The soul of America is our deep, abiding belief that “NoOne is better than anyone else.” Honestly, we have abandoned it many times in order to target specific groups out of prejudice. But we are the only country in the world that is a bastion for the idea that “NoOne is better than anyone else.” This is why I have made that statement my slogan for my touring in 2012. I am often bemused when I share it in front of audience members and the first response is silence, as the concept assimilates into their sensibilities, and they try to figure out if they actually believe it or not. There is no doubt that Hitler and his regime would still rule the world if he had actually believed that “NoOne is better than anyone else.” What brought him down was not a lack of power or technology, but rather, his incessant bigotry, which caused him to be paranoid towards those who worked around him, making him suspicious of their motives, and prompted him to commit genocide on an entire race of people. We should take heed. We are a nation of immigrants, Therefore, we cannot piously discuss how we’re going to close our borders to the rest of the world. Obviously, we cannot have a policy of allowing people to come into the country without some sort of procedure–but the answer to the question has to contain the initial agreement that “NoOne is better than anyone else.” It is our soul–and when we start competing with each other for supremacy, we lose any part of God that may have been with us at our founding.

The mind of this nation, in my opinion, is the Bill of Rights. How ingenious it was of those who ratified the Constitution to immediately realize that the main danger in interpreting the document would be to limit personal freedoms to gain corporate improvement. The Bill of Rights is a reminder that the United States is primarily a country that extols freedom above all else. Neither political party is willing to accept the Bill of Rights in its entirety. Each one of them wants to limit the power of the individual to make choices  for him or herself.

And finally, the strength of our country is our creativity. We don’t have a history of discussing ideas, but rather, with experimenting and implementing them, and letting them evolve until they become functioning parts of our system. When you take away creativity in medical research, you end up with miles and miles of red tape instead of possibilities for healing for those who are struggling with disease. When you take away creativity from government, we pass laws that are a mere shadow of what was actually needed to generate change. When you take away creativity from the arts, you become a nation which culls through the repertoire of previous eras to try to make the latest revival of something that’s already been done. And when you take creativity away from spirituality, you end up with a religion that clumsily interferes in people’s lives instead of enhancing them. We built this nation through creativity and we will destroy it if we begin to believe that we have enough.

So, as you can see, that’s why I am unable to become a Republican or a Democrat. Neither party will hold these four principles as sacrosanct, or even recognize their importance.

But it is why I love this country.

  • We have a heart of fair play and good cheer.
  • At our soul is the consecrated notion that “NoOne is better than anyone else.”
  • We have a mind that puts a Bill of Rights–freedom of the individual–before corporate greed or political avarice.
  • And we have a strength that is based on building a reputation through our creativity instead of force of might.

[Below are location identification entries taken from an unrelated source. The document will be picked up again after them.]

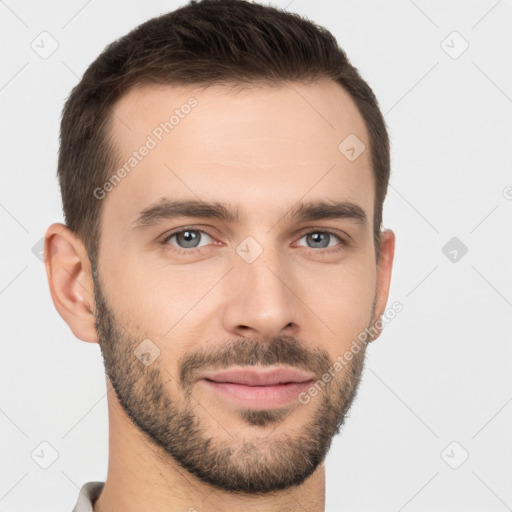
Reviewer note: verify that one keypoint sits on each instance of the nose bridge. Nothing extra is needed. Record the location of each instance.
(260, 296)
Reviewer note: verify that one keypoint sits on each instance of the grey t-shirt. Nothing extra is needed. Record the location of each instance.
(89, 493)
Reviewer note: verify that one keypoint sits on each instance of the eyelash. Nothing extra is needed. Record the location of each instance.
(343, 245)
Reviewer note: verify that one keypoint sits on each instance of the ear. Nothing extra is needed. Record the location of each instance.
(69, 277)
(384, 268)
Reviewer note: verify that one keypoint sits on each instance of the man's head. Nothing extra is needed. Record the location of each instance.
(223, 169)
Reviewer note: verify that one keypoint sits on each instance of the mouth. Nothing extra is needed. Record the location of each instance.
(258, 389)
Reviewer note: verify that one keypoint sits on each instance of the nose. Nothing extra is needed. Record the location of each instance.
(261, 301)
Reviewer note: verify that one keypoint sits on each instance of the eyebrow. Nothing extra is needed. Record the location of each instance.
(166, 209)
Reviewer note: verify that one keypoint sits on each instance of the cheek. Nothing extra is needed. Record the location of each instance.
(341, 299)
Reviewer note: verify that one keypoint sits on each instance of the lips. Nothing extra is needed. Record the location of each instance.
(261, 377)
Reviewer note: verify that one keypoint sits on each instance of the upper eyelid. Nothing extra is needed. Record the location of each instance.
(168, 236)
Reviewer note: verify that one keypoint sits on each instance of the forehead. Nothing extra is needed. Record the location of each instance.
(255, 145)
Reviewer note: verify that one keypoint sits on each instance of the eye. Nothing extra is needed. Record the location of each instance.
(187, 238)
(322, 240)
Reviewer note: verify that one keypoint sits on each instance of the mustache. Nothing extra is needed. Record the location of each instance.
(281, 350)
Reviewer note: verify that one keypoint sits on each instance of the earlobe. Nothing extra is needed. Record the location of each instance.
(384, 270)
(70, 280)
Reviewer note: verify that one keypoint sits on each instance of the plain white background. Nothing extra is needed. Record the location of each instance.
(437, 387)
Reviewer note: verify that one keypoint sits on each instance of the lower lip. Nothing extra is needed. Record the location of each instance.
(259, 397)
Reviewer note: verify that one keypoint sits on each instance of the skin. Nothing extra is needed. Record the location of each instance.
(261, 149)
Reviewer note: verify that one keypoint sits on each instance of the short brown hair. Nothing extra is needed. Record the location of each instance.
(204, 42)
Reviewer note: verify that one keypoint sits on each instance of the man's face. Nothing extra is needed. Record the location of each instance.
(177, 296)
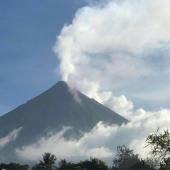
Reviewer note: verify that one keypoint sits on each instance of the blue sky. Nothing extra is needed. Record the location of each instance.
(134, 64)
(28, 31)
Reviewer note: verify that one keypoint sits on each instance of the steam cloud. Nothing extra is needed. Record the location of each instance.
(4, 141)
(101, 141)
(112, 44)
(107, 46)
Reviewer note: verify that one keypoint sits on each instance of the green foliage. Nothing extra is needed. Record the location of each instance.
(160, 143)
(14, 166)
(92, 164)
(125, 159)
(48, 162)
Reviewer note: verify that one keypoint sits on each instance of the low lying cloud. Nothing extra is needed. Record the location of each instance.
(4, 141)
(102, 140)
(109, 47)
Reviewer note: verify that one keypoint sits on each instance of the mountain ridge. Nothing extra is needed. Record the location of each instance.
(51, 111)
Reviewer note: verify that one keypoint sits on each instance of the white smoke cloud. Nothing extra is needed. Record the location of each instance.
(4, 141)
(102, 140)
(108, 45)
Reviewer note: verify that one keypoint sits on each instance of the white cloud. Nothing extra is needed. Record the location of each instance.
(108, 46)
(102, 140)
(4, 141)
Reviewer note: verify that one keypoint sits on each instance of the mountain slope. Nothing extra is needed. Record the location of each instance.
(53, 109)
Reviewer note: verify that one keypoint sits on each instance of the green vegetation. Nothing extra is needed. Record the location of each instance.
(124, 159)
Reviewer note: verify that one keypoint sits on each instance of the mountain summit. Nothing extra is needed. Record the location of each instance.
(51, 111)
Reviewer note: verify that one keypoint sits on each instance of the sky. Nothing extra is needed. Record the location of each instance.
(28, 31)
(30, 59)
(115, 51)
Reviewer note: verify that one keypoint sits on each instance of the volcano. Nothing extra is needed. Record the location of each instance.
(58, 107)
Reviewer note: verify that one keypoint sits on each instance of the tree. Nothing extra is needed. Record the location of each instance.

My contention is that if we return to these principles, we can also return to a sense of mission that gives us place in this world as “a city set on a hill for all to see.”

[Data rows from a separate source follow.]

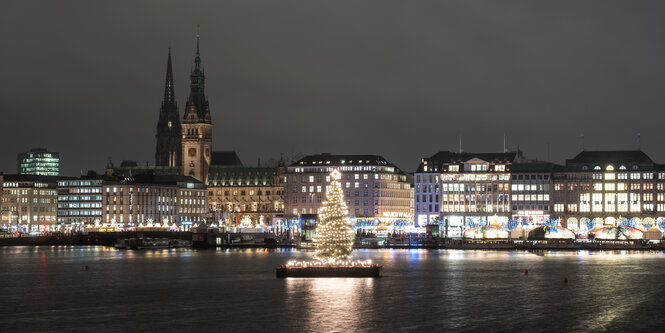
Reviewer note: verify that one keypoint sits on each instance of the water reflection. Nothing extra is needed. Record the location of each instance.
(333, 304)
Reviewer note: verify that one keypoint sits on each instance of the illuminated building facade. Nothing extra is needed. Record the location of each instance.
(530, 185)
(39, 162)
(244, 196)
(129, 202)
(145, 199)
(462, 190)
(79, 202)
(376, 191)
(29, 202)
(603, 188)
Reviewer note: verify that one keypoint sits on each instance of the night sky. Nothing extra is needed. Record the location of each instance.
(403, 79)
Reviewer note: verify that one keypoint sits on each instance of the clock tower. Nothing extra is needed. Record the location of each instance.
(197, 125)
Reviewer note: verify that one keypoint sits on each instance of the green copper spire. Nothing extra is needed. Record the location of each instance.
(169, 87)
(197, 109)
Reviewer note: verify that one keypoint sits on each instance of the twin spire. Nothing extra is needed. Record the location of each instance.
(197, 108)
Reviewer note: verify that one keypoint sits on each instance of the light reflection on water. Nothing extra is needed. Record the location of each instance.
(332, 305)
(236, 290)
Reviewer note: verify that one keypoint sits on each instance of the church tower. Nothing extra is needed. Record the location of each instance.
(196, 125)
(169, 133)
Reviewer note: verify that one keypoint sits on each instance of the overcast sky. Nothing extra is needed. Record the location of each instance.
(403, 79)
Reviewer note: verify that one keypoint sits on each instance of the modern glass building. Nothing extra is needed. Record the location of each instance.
(39, 162)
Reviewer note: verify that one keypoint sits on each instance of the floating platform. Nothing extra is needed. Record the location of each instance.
(329, 271)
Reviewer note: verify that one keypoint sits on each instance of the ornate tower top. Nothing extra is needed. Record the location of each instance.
(169, 131)
(197, 109)
(169, 87)
(169, 117)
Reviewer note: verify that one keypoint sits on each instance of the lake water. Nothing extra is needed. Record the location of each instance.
(48, 289)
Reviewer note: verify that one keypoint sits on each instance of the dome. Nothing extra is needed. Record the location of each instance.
(493, 231)
(618, 232)
(551, 232)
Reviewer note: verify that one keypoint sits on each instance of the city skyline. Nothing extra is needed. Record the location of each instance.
(401, 92)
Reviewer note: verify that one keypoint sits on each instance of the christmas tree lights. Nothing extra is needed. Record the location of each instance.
(333, 234)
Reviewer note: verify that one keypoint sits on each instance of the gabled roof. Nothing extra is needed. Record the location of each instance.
(34, 178)
(448, 157)
(630, 159)
(339, 160)
(611, 156)
(542, 167)
(226, 158)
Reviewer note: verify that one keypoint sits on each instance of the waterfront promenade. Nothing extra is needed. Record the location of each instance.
(234, 240)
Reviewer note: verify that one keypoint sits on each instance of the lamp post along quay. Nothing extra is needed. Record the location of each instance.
(334, 245)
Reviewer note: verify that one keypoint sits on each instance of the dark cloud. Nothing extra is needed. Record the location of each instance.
(399, 78)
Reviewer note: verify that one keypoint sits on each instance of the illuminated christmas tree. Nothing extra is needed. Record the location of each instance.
(333, 234)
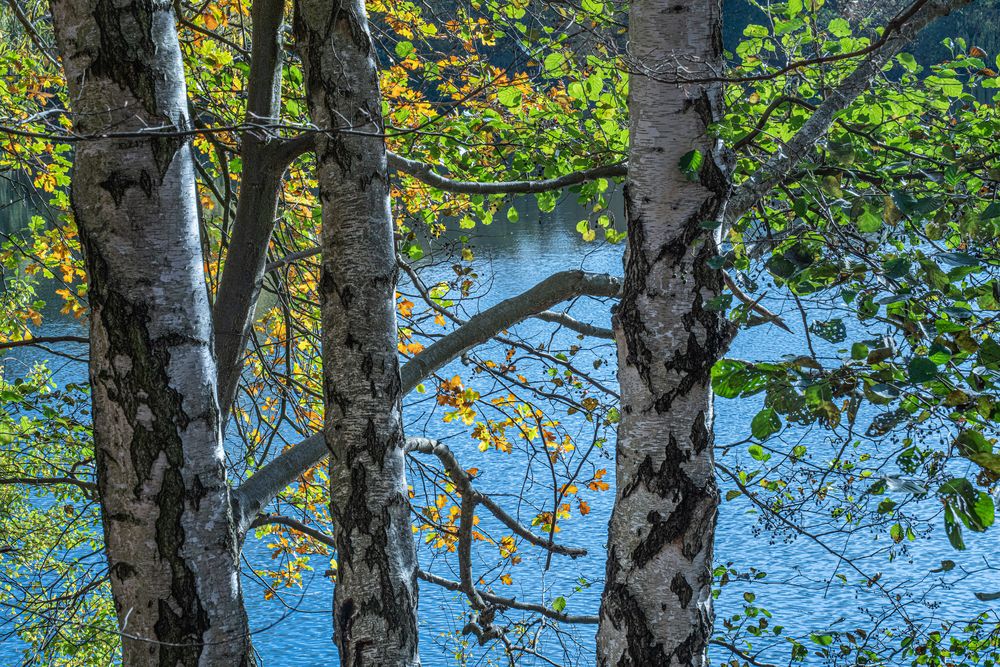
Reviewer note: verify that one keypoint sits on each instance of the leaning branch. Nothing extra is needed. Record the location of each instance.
(464, 485)
(43, 340)
(777, 169)
(482, 327)
(251, 497)
(426, 173)
(509, 603)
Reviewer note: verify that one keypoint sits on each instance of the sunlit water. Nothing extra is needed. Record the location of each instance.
(295, 628)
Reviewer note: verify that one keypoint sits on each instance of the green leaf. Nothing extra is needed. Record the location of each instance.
(959, 259)
(868, 222)
(840, 28)
(404, 49)
(833, 331)
(911, 206)
(765, 424)
(509, 97)
(554, 64)
(989, 354)
(921, 369)
(991, 211)
(690, 164)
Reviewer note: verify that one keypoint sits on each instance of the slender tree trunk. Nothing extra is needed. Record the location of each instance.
(256, 209)
(657, 607)
(376, 592)
(168, 526)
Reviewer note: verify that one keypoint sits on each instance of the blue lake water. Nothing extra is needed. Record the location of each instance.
(801, 589)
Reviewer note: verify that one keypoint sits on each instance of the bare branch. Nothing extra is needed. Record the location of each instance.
(294, 524)
(250, 498)
(776, 170)
(43, 340)
(426, 173)
(482, 327)
(753, 304)
(570, 322)
(464, 485)
(89, 487)
(36, 39)
(509, 603)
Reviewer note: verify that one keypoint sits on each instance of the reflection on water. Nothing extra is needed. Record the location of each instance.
(797, 590)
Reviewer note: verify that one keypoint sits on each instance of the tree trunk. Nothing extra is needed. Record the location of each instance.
(657, 607)
(168, 526)
(376, 592)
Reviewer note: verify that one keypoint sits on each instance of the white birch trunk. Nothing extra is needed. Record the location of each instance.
(168, 527)
(375, 598)
(657, 607)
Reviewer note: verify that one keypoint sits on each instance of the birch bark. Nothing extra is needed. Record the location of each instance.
(657, 607)
(168, 526)
(376, 592)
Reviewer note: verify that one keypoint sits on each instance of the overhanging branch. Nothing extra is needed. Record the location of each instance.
(777, 169)
(250, 498)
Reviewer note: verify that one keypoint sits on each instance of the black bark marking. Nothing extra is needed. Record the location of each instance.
(145, 387)
(682, 589)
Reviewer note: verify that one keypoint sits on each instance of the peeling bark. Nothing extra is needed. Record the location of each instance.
(161, 479)
(375, 599)
(657, 608)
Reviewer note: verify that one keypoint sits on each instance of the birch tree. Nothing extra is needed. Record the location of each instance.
(670, 328)
(376, 593)
(161, 475)
(657, 604)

So let me know what you think. But please do not bore me with false claim that any of the political parties “hold these truths to be self-evident.” I learned a long time ago that you cannot establish a philosophy merely based upon how you disagree with your opponent. In a matter of seconds, I can give you three things that the Democrats have done that I agree with and three things the Republicans have done that I likewise concur over. I can also give you long lists where I oppose both of them.

America has a heart, a soul, a mind and a strength–just like me. Because after all, America is me.